LIBOR: The Regulators Blew It. “It’s becoming increasingly clear that the LIBOR scandal is not Lehman Bros. redux but rather Bernie Madoff redux. Indeed, in some respects it’s worse than the Madoff case, because at least some regulators were informed of the problems and did nothing and, worse yet, some may even have encouraged false reporting so as to maintain ‘confidence’ during the financial crisis. In sum, the regulator failures are very much part of the real scandal here.”
The New York Fed knew about this scandal in 2007. Tim “Turbo Tax” Geithner was President of the New York Fed at the time. Now he’s Treasury Secretary. Charles Gasparino asks What Did Tim Know?

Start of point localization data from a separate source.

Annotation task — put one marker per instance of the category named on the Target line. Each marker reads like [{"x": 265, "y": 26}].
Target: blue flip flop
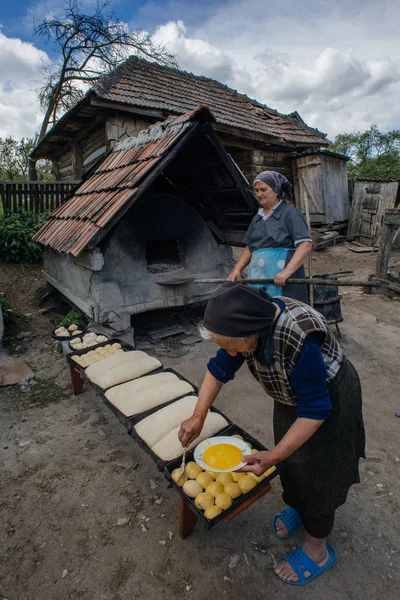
[
  {"x": 301, "y": 562},
  {"x": 290, "y": 518}
]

The latest development in the Libor-manipulation scandal is that the banks weren’t really fixing the price of the key interest rate in total secret — US regulators were aware of the sleazy activities at the time, and seemed to have done nothing.
Which should surprise no one. . . .
The New York Fed has two main functions: It handles the transactions whereby the overall Federal Reserve controls the nation’s money supply, and it’s supposed to be the chief regulator of the big banks in its region.
When Obama named him for Treasury, the banking industry hailed Geithner as a godsend. Shares shot up on his announcement, and CEOs called it a wise choice for a key job at a time of crisis.
But the dirty little secret on Wall Street is that the New York Fed is a horrible regulator: It sees its chief job as keeping the banking system intact. Since it needs its member banks to buy US government debt and to control the money supply, the last thing it wants to do is shed light on the banks’ shady practices.
Which is why the Wall Street power brokers loved Geithner so much: On his New York Fed watch, he basically let them get away with the financial equivalent of murder, letting them take on the astronomical amounts of risk that ultimately blew up the system in 2008.